Princess Sophia's Precedence Act 1711
- Parliament of Great Britain
- Long title: An Act for settling the Precedence of the most Excellent Princess Sophia Electress and Dutchess Dowager of Hanover of the Elector Her Son and of the Electoral Prince the Duke of Cambridge.
- Citation: 10 Ann. c. 8; 10 Ann. c. 4;
- Territorial extent: Great Britain

Dates
- Royal assent: 9 February 1712
- Commencement: 7 December 1711

Other legislation
- Relates to: Act of Settlement 1701

Status: Current legislation

Text of statute as originally enacted

Revised text of statute as amended

Text of the Princess Sophia's Precedence Act 1711 as in force today (including any amendments) within the United Kingdom, from legislation.gov.uk.

= Princess Sophia's Precedence Act 1711 =

Act of the Parliament of Great Britain

The Princess Sophia's Precedence Act 1711 (10 Ann. c. 8) is an act of the Parliament of Great Britain.

It reiterated the Act of Settlement 1701 (12 & 13 Will. 3. c. 2) that the line of succession to the British throne, in the absence of any children of Queen Anne, passed directly to Electress Sophia of Hanover and "the heirs of her body being Protestants". As such, Sophia was heir presumptive, followed by her children.
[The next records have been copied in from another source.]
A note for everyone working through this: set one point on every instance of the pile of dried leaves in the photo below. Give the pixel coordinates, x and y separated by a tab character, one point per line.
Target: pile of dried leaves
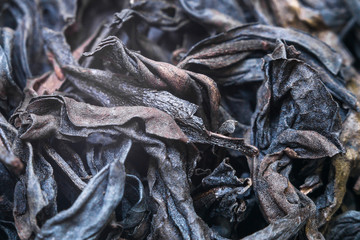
165	119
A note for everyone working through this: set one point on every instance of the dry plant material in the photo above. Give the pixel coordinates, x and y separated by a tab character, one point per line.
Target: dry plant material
165	119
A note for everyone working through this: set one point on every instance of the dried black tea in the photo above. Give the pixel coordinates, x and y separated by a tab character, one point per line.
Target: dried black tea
165	119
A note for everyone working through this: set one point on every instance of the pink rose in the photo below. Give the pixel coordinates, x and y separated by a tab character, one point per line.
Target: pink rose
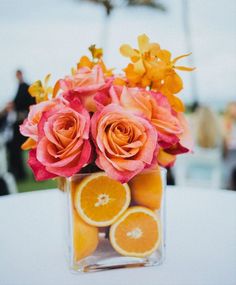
126	143
29	128
156	108
90	85
63	146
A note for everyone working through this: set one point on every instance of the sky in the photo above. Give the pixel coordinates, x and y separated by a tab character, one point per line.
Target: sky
49	36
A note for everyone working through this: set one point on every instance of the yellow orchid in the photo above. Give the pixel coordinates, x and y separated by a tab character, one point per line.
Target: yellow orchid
97	54
41	91
146	53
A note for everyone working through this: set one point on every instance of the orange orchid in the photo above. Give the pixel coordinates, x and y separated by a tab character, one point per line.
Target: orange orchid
41	91
97	54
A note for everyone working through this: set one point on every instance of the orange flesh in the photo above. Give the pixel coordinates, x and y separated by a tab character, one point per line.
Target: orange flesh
144	225
103	186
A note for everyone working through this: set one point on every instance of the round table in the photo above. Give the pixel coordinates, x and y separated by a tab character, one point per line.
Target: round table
201	242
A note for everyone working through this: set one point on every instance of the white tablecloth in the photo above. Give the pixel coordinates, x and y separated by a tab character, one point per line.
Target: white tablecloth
201	242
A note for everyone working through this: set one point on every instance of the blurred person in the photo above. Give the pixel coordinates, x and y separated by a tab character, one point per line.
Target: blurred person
7	181
19	109
230	145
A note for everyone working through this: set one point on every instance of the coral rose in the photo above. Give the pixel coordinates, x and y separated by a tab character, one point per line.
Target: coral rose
88	84
126	143
63	146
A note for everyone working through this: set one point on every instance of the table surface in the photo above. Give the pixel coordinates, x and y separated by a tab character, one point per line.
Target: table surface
201	242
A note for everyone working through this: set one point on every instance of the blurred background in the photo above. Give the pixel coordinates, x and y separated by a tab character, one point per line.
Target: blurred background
38	37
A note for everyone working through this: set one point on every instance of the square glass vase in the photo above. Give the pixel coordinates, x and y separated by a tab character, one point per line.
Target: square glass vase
113	225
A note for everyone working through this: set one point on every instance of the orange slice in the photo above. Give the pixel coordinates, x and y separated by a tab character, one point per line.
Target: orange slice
136	233
85	238
146	189
100	200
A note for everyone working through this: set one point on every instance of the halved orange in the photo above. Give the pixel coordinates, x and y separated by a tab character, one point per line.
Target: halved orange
146	189
85	237
101	200
136	233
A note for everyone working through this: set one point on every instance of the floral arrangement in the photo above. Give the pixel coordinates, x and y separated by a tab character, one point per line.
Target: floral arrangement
96	119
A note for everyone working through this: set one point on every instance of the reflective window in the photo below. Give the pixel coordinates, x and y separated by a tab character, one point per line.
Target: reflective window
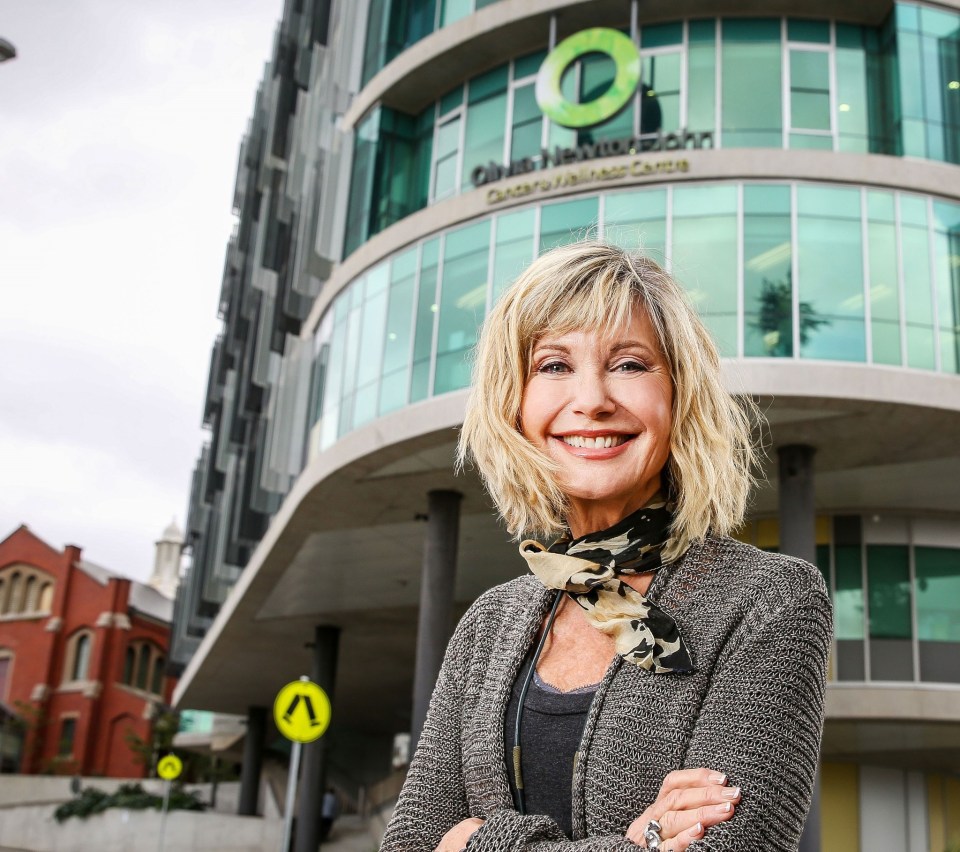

This being so, it provided that the formal order of precedence be modified to reflect this; Sophia was given precedence after Queen Anne, followed by her son George; any other Protestant heirs of Sophia were to take precedence before the Archbishop of Canterbury, the great officers of state, and the nobility, effectively ranking them with the royal family.

As of 2025, the act was wholly in force in Great Britain.